Fed officials: Economy is ready for higher rates
Published 12:00 am Thursday, February 22, 2018
WASHINGTON — Robust economic growth has increased the confidence of Federal Reserve officials that the economy is ready for higher interest rates, according to an official account of the central bank’s most recent policymaking meeting in late January.
The Fed did not raise its benchmark interest rate at the meeting on Jan. 30 and 31, but the account reinforced investor expectations the Fed would raise rates at its next meeting in March.
The account said Fed officials have upgraded their economic outlooks since the beginning of the year and listed three main reasons: the strength of recent economic data, accommodative financial conditions and the expected impact of the $1.5 trillion tax cut that took effect in January.

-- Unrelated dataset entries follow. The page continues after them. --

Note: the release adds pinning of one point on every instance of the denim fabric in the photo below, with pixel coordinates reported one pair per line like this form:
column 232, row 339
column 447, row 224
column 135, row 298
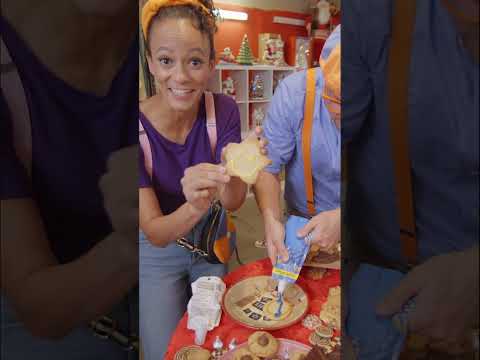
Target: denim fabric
column 376, row 337
column 165, row 278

“The effects of recently enacted tax changes — while still uncertain — might be somewhat larger in the near term than previously thought,” said the meeting account, which the Fed published Wednesday after a standard three-week delay.
The Fed is seeking to raise rates gradually to maintain control of inflation without impeding an economic expansion that is nearing the end of its ninth year, one of the longest stretches of continuous economic growth in U.S. history.
A wave of turbulence passed through global equity markets in the days after the Fed’s January meeting. The government reported an unexpected increase in wages, and investors worried the Fed would respond by raising rates a little more quickly. Then Congress passed a plan increasing government spending, tossing more logs onto the fire.
So far, however, Fed officials have treated the stronger economic news as a reason to carry out their plans for gradual rate hikes, rather than as a reason to start raising rates more quickly. Most Fed officials predicted in December the Fed would raise rates three times in 2018.
“If the economy evolves as I anticipate, I believe further increases in interest rates will be appropriate this year and next year, at a pace similar to last year’s,” Loretta Mester, president of the Federal Reserve Bank of Cleveland, said this month.
The persistent question mark is inflation.
The Fed aims to keep prices rising at an annual rate of 2 percent.